Only 20 ADUs — defined as a second living space with a kitchen, a bathroom and a separate entrance — have been approved in Arlington since the ordinance first came into effect in 2009. Advocates have said they can help ease the county’s lack of affordable housing.
Staff is recommending that the Board allow detached ADUs, set back from the main house, and bump up the maximum occupancy from two to three. Currently in Arlington ADUs are only allowed within a single-family home.
At a work session Tuesday with county staff, Arlington County Board members debated various other recommendations, focusing in on a few.
Board members discussed staff’s recommendation of maintaining the current cap of ADU approvals at 28 a year countywide. Chair Jay Fisette and member Christian Dorsey suggested removing the cap altogether.
“Even at the likely installation rates, we’re not talking about a big impact on our community,” said Dorsey. “And who’s to say that if the 29th application is really the ideal, textbook accessory dwelling location and circumstance, we have to say no because we’re going to cap it? … It just really seems insane.”
But others were not so sure about removing the cap. Board member John Vihstadt suggested looking into capping new ADUs by civic association or neighborhood to prevent a concentration in one place, something others were happy to go along with in lieu of abolishing the cap altogether.
Joel Franklin, a housing planner at the county department of Community, Planning, Housing and Development, added that staff will undertake an annual survey to try and find any issues that may arise.
The Board also explored raising the maximum number of people allowed to live in an ADU. The current maximum is two, with staff recommending that be increased to three, but several wanted more work to be done to explore whether that limit could be raised further.
Vice chair Katie Cristol said consistency is key, and that it becomes difficult when “governing the number of people in a bedroom.” But Vihstadt and Fisette were not so sure, and inclined to stick with the staff recommendation.
“It’s one thing to stay one or two nights in a crowded hotel room when you’re on vacation with the kids or friends or whatever,” Vihstadt said. “It’s another thing to have that crowded condition on a monthly or long-term basis.”
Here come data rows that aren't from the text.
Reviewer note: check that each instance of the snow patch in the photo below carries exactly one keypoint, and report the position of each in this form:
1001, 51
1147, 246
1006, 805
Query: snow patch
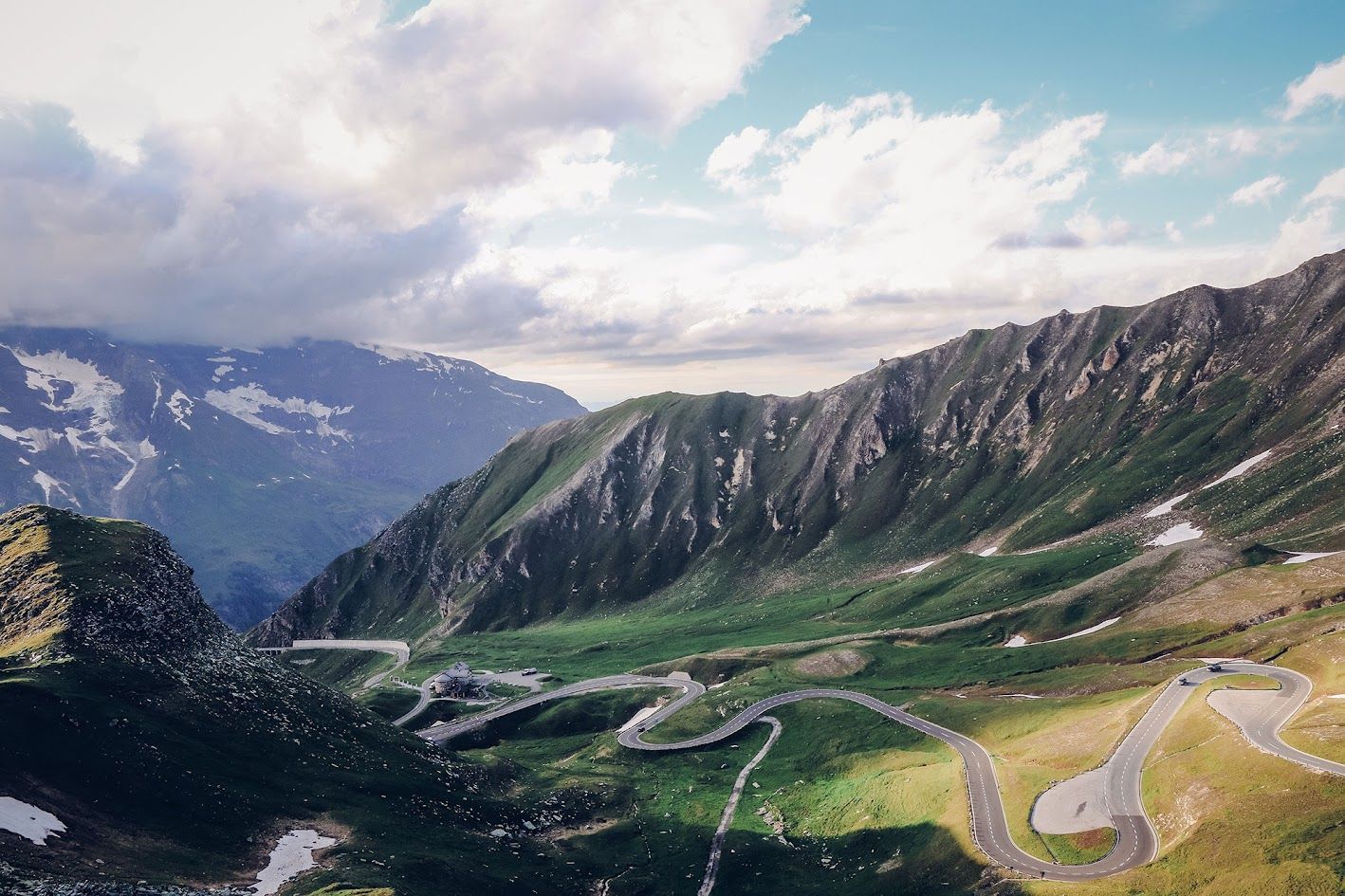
1177, 535
1019, 641
50, 484
28, 821
1239, 469
180, 407
293, 854
145, 451
89, 389
1303, 558
248, 402
1167, 507
422, 359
Staff suggested various rules for the units, including that their front doors can be on the same side as long as they do not face, and that exterior stairways must not face the street, among others.
Those rules are designed to protect the character of neighborhoods dominated by single-family homes. County staff members will continue to study the various policies governing aesthetics, they said.
“This is really a significant body of work. This is a use that I think we should be welcoming in our community while being cognizant of impacts on neighborhoods and protecting and planning against them,” said Cristol. “I would hate to lose this opportunity in any house or lot because somebody’s front door is placed in the wrong place.”
A slight change to the parking requirements for properties with ADUs has also been proposed.
Staff will compile the results of the survey on accessory dwellings this month, then finalize its recommendations. The Zoning and Housing Commissions will examine staff’s plans, with the Planning Commission and County Board expected to take final action in November.